5. Miles Davis: Kind of Blue

I can still remember the first time I heard Kind of Blue. I was 17, and I was driving my Subaru Legacy Wagon in the rain. I drove the car to my grandparent’s house, and put it on. It was only about a five-minute drive, but I ended parked outside of their house, the windshield wipers swatting away rain — the album blaring. I sat in the driveway until the album ended, and, well, music was never the same for me.

It’s a composition, released in 1959, that is often considered the definitive jazz album. Honestly, there are some jazz purists who probably would die if they found out our generation was unfamiliar with it.

Just pay attention who was featured: Coltrane, Bill Evans, Cannonball Adderley, Paul Chambers, Jimmy Cobb. If you’re about to go sky diving, and you’re not sure if you’re going to survive, play this album on the car ride over. Why is it so great? Let’s not try to put it into words. It might be something unspeakable.


4. Dexter Gordon: Our Man in Paris

Another Blue Note classic and a prime example of bebop. After the beginning of WW2 many black musicians settled in Europe and so did Dexter Gordon for what would be a dozen-year stay. On Our Man In Paris, he masterfully covers iconic jazz standards backed by pianist Bud Powell, drummer Kenny Clarke and French bassist Pierre Michelot. Great for all occasions.


3. Clifford Brown and Max Roach: Study in Brown

Clifford Brown teamed up with Max Roach in 1954 via Dizzy Gillespie’s recommendation. They were quickly recognized as one of the best groups in contemporary jazz and Brown as a major trumpeter and composer. In 1956, Brown and pianist Richie Powell were killed in a road accident, making Study in Brown the Clifford Brown-Max Roach Quintet’s only album.


2. Catherine Marie Charlton: Maiden’s Voyage

This album’s August 7, 2015 release rises above labels, styles, chord progressions, and who played with whom to reach into the listener’s soul with an empathetic spirit. Mostly classical in feel —Catherine Marie Charlton‘s origins as a pianist — the album remembers the jazz in small, quiet, quality doses.

Flugelhornist Jeff Oster gently turns those “Autumn Leaves” into memories, Charlton herself accomplishes a miraculous feat on the spare and narrow “All That I Feel,” drenching the heart with healing classical music.

The Grammy voters, and perhaps the world as a whole, will always have the patience to sit and wait for Charlton’s Maiden’s Voyage to speak quietly to their soul or quiet their spirits.


1. Lawson Rollins: Traveler

This February 17, 2015 release combines an easy smooth jazz flow with global moods in original compositions that conjure up a wanderlust for exotic parts unknown.
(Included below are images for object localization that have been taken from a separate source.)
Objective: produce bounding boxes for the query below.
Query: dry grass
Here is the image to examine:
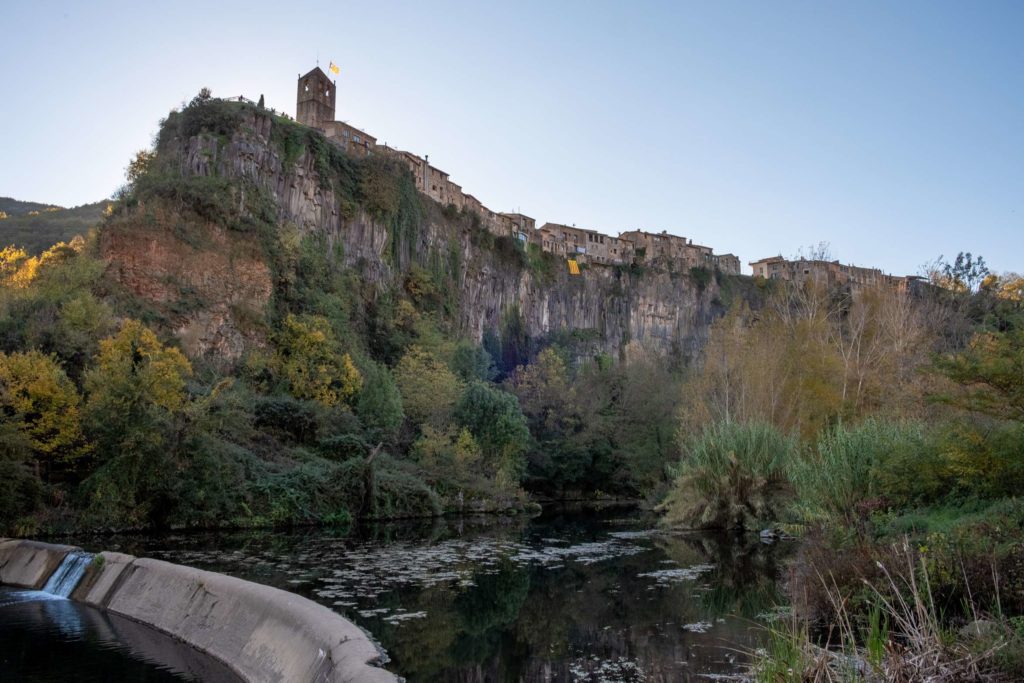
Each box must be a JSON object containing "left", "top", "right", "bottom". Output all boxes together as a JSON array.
[{"left": 754, "top": 538, "right": 1012, "bottom": 682}]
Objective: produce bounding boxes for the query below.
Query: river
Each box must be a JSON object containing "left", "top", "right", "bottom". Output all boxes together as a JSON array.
[{"left": 79, "top": 504, "right": 793, "bottom": 682}]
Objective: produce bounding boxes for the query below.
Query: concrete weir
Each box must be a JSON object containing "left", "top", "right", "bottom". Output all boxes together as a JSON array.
[{"left": 0, "top": 538, "right": 398, "bottom": 683}]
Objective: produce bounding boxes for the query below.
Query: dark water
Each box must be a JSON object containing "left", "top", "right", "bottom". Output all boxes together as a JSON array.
[
  {"left": 0, "top": 589, "right": 243, "bottom": 682},
  {"left": 85, "top": 505, "right": 793, "bottom": 682}
]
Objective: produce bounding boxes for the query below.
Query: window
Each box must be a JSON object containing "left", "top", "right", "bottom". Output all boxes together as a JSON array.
[{"left": 354, "top": 135, "right": 361, "bottom": 143}]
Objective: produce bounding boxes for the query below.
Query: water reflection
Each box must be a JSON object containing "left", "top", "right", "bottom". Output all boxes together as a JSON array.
[{"left": 92, "top": 505, "right": 793, "bottom": 682}]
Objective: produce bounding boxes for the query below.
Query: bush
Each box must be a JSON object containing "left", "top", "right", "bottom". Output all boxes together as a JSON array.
[
  {"left": 254, "top": 395, "right": 319, "bottom": 444},
  {"left": 793, "top": 419, "right": 934, "bottom": 524},
  {"left": 177, "top": 90, "right": 243, "bottom": 139},
  {"left": 659, "top": 420, "right": 796, "bottom": 530}
]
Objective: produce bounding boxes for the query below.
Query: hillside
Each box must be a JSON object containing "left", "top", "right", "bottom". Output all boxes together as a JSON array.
[
  {"left": 1, "top": 94, "right": 758, "bottom": 536},
  {"left": 0, "top": 198, "right": 109, "bottom": 253},
  {"left": 100, "top": 99, "right": 755, "bottom": 367}
]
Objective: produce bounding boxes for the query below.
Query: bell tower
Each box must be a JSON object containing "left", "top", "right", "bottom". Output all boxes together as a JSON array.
[{"left": 296, "top": 66, "right": 336, "bottom": 129}]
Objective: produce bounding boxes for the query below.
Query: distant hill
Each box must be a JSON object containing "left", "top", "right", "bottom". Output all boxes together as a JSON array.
[{"left": 0, "top": 196, "right": 109, "bottom": 253}]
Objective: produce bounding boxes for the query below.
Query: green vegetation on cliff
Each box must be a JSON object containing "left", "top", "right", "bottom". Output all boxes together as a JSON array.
[{"left": 0, "top": 92, "right": 701, "bottom": 535}]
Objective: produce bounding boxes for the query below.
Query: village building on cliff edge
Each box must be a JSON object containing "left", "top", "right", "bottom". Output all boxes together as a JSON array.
[
  {"left": 748, "top": 255, "right": 926, "bottom": 293},
  {"left": 294, "top": 66, "right": 741, "bottom": 274},
  {"left": 293, "top": 65, "right": 913, "bottom": 286}
]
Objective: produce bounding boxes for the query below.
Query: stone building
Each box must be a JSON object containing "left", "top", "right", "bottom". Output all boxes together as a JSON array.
[
  {"left": 537, "top": 223, "right": 632, "bottom": 265},
  {"left": 616, "top": 230, "right": 739, "bottom": 274},
  {"left": 296, "top": 66, "right": 336, "bottom": 128},
  {"left": 749, "top": 256, "right": 890, "bottom": 288},
  {"left": 291, "top": 67, "right": 741, "bottom": 273},
  {"left": 296, "top": 67, "right": 376, "bottom": 157},
  {"left": 321, "top": 121, "right": 376, "bottom": 157},
  {"left": 501, "top": 213, "right": 536, "bottom": 241},
  {"left": 714, "top": 253, "right": 741, "bottom": 275}
]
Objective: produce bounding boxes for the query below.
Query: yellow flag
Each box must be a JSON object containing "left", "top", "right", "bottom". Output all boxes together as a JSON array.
[
  {"left": 329, "top": 62, "right": 340, "bottom": 75},
  {"left": 567, "top": 259, "right": 580, "bottom": 275}
]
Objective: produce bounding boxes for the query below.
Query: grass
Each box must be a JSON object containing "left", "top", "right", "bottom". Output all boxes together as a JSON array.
[
  {"left": 658, "top": 421, "right": 797, "bottom": 530},
  {"left": 790, "top": 419, "right": 930, "bottom": 526},
  {"left": 754, "top": 536, "right": 1022, "bottom": 682}
]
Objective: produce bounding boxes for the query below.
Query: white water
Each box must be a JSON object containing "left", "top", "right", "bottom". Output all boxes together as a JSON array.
[{"left": 42, "top": 551, "right": 93, "bottom": 598}]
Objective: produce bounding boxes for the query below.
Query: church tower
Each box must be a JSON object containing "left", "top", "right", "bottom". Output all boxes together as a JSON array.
[{"left": 296, "top": 66, "right": 336, "bottom": 129}]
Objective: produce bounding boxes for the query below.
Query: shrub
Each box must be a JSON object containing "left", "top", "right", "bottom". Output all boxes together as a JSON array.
[
  {"left": 254, "top": 395, "right": 319, "bottom": 444},
  {"left": 658, "top": 420, "right": 796, "bottom": 530},
  {"left": 792, "top": 418, "right": 933, "bottom": 524}
]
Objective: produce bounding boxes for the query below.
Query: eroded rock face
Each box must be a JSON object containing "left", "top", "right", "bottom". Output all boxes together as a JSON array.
[
  {"left": 103, "top": 109, "right": 739, "bottom": 365},
  {"left": 100, "top": 209, "right": 272, "bottom": 363}
]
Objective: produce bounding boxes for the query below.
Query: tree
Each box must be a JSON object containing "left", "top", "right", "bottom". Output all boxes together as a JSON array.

An international, contemporary jazz star, Lawson Rollins rolls up his sleeves for his fifth album to bring places like Madrid, Berlin, Paris, and the Bayou to life from sense memory.

Ironically, the most heartfelt song remains, “Journey Home,” where the global guitarist never leaves the vast imagination of his own “state of mind… For me, it’s the most fully expressive composition on the album and one that really captures in music my feelings about homecoming in the larger sense, not just returning to one’s physical house.”